The superclass is laughing their way to the bank. Are you?

Posted on March 28, 2009
Filed Under business | Leave a Comment

The recent worldwide economic downturn has the middle and lower classes paying the price for the mistakes, mismanagement and greed of the global superclass. The most worrisome thing about the vulnerability of the U.S. economy is the extent of official understatement and misstatement, i.e., the preference for minimizing how many problems there and how interconnected they are.

Undercut by the malfeasance of its overgrown, rapacious, and blundering financial sector, the United States is in the process of losing the global economic hegemony it has enjoyed since World War II. Poor strategic judgment in the Middle East has made things worse, and the combined challenge is so great that even the new government in Washington may not be able to make much difference. This is in contrast to Obama’s change that we can believe in motto.

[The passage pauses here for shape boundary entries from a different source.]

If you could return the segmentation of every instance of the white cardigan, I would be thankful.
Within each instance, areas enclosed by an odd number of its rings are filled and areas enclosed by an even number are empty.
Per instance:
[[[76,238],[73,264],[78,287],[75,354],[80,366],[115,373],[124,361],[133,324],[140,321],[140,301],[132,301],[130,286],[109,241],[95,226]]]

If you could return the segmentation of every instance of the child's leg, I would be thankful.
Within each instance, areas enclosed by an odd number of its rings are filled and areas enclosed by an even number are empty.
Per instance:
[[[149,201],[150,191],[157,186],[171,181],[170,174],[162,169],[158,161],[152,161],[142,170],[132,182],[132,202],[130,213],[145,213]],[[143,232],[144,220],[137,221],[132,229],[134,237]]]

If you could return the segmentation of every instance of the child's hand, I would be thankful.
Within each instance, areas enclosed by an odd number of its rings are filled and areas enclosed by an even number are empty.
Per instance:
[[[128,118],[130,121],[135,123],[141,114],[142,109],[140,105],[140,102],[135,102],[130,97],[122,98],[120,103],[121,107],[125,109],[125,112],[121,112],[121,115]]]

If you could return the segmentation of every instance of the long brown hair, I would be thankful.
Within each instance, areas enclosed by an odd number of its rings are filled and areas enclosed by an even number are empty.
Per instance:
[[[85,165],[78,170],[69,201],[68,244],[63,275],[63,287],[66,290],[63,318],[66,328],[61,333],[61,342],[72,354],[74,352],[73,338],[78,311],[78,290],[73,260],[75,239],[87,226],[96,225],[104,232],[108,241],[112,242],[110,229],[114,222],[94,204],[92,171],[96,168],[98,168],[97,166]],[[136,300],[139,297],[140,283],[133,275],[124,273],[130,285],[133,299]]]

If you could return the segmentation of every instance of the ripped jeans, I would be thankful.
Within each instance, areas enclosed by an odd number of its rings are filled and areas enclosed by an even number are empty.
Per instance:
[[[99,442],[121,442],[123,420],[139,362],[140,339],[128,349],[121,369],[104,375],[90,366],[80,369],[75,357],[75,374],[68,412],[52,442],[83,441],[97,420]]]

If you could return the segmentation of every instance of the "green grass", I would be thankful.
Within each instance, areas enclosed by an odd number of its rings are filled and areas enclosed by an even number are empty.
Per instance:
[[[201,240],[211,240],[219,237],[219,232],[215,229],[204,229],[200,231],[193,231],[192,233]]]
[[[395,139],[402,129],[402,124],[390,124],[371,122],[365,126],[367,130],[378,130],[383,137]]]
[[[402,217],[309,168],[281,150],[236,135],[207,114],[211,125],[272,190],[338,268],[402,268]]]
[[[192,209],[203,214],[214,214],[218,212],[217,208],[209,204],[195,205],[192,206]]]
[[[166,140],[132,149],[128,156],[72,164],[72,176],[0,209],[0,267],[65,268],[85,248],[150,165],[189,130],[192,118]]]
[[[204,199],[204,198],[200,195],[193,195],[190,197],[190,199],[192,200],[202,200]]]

In the meantime, the credit markets have seized, banks have closed their doors for good, countries have amassed an immense amount of debt, and private debt worldwide has skyrocketed to unsustainable heights. But the elites of our modern world feel very little pain themselves. While the majority of the middle class have already lost or live in fear of losing their jobs, the superclass members are enjoying their wealth living in their huge mansions, eating and drinking the finest of foods and wines while looking for Ferrari parts maintaining the extravagant lifestyle they are used to. And why not? At the end of the day, taxpayers will pay the bill with government bailouts being the norm of the day for saving an already compromised economic system.

The rise of the financial sector as one of the main paths to wealth creation over manufacturing during the last 25 years has come to hurt us all. The amount of personal debt in the United States now exceeds public debt by such a huge margin that a better future is not likely for this or the next generation. The 2009 and 2010 years will be pivotal to both the dominance of the U.S. over other states and the economic systems in place for wealth creation and management. It won’t be long before China, India, and possibly Mexicom emerge as the next superpowers in control of the world’s fate.